Am Anfang war der TV-Ärger

Dabei hatte sich Toptracer-Gründer Daniel Forsgren Ende der 1990er-Jahre eigentlich bloß geärgert, dass er bei TV-Übertragungen großer Golfturniere oft den Ball nicht sehen, sprich den Ballflug nicht verfolgen konnte. Also tüftelte der schwedische IT-Fachmanne an einer neuartigen Kamera, deren Sensoren den Ball in der Luft erfassten und an einen Computer übermittelten, um die Flugbahn grafisch sichtbar zu machen und die „ballistischen“ Daten zu erfassen. 2003 debütierte ein Prototyp, 2006 gründete Forsgren die Firma Protracer: PGA Tour, European Tour und die TV-Anstalten waren begeistert und rannten ihm die Bude ein. 2016 schließlich engagierte sich die TopGolf Entertainment Group in Forsgrens Unternehmung – aus Protracer wurde Toptracer.

 

Sieh dir diesen Beitrag auf Instagram an

 

Ein Beitrag geteilt von Toptracer (@toptracer)

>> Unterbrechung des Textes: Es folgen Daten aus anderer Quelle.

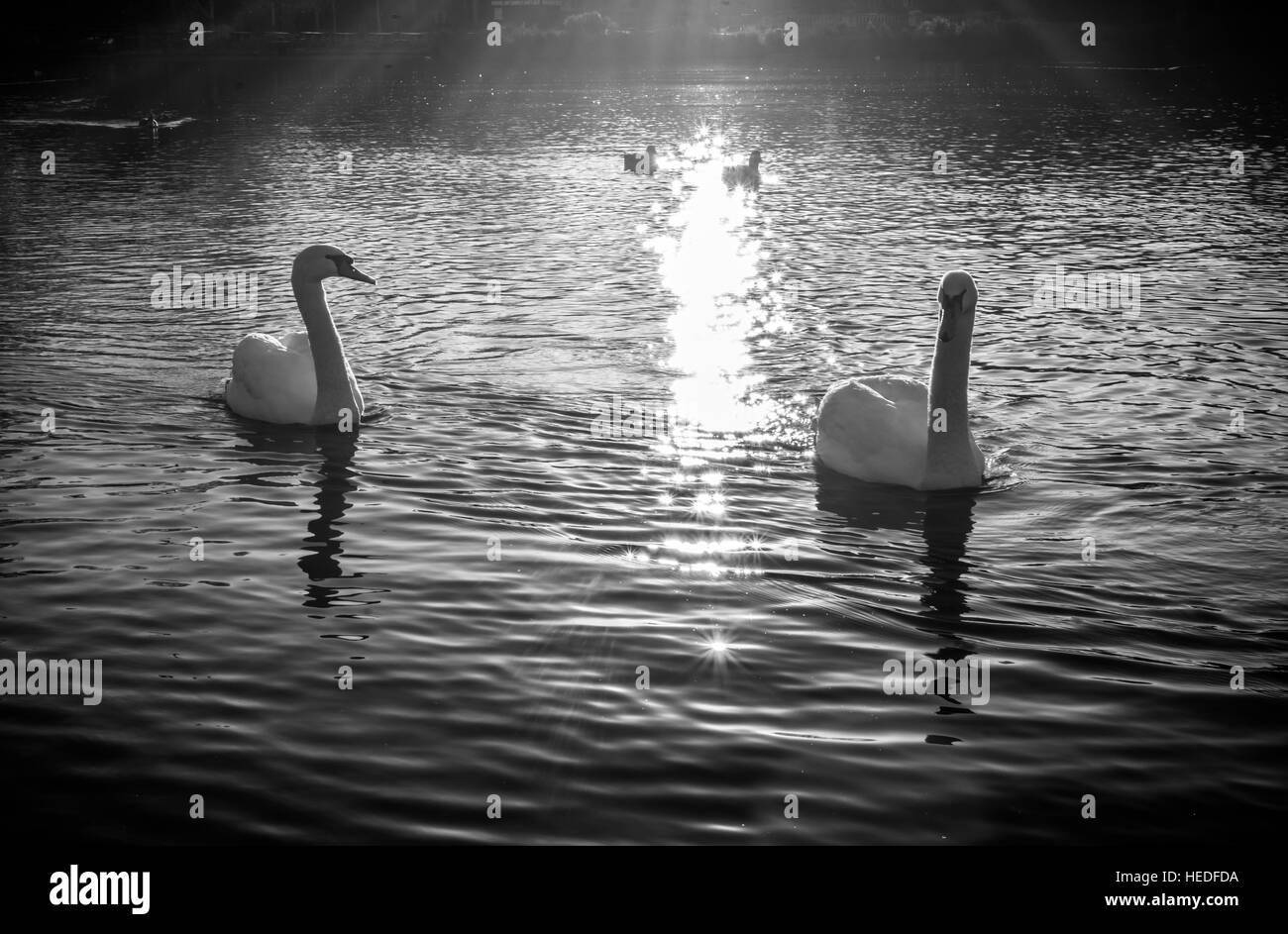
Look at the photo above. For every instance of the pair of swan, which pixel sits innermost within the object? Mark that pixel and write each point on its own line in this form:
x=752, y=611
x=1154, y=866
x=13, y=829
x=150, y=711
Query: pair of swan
x=884, y=429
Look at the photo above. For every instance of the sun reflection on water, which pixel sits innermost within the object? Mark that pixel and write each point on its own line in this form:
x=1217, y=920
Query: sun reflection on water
x=725, y=308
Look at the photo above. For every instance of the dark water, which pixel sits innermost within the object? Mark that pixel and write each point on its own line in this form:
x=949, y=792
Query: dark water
x=494, y=570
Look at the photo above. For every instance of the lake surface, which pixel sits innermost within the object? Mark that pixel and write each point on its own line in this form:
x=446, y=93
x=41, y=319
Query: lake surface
x=494, y=557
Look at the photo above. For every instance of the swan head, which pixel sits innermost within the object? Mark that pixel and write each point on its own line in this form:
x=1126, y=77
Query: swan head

„Spaß ergibt sinnvolles Training“

Und was unsereins am Fernseher so toll findet, wenn Rory McIlroy eine Murmel in den Himmel feuert und die Technik dem Geschoss einen sichtbaren „Schweif“ verpasst, hilft nicht zuletzt auch beim eigenen Spiel. „Das Bälleschlagen auf der Range ist nicht mehr so langweilig“, sagt Jens Westendarp, der mit dem Golf Club Oberhausen eine zweite Anlage in unmittelbarer Nachbarschaft von TopGolf betreibt. „Wenn du einen Platz spielst, selbst virtuell, dann ist halt jeder Schlag ein anderer. Wo du normalerweise mit dem Siebener-Eisen 20 Schläge hintereinander machst, ist jetzt jeder Schlag wirklich konzentriert und was wert, denn du willst ja das vom Bildschirm angezeigte Fairway oder Grün treffen. Das macht den Leuten Spaß, und durch den Spaß ergibt sich ein sinnvolles Training.“

Fazit: Gamification ist eine zeitgemäße Variante für das zeitloses Spiel. Golf-Faszination in Bits und Bytes.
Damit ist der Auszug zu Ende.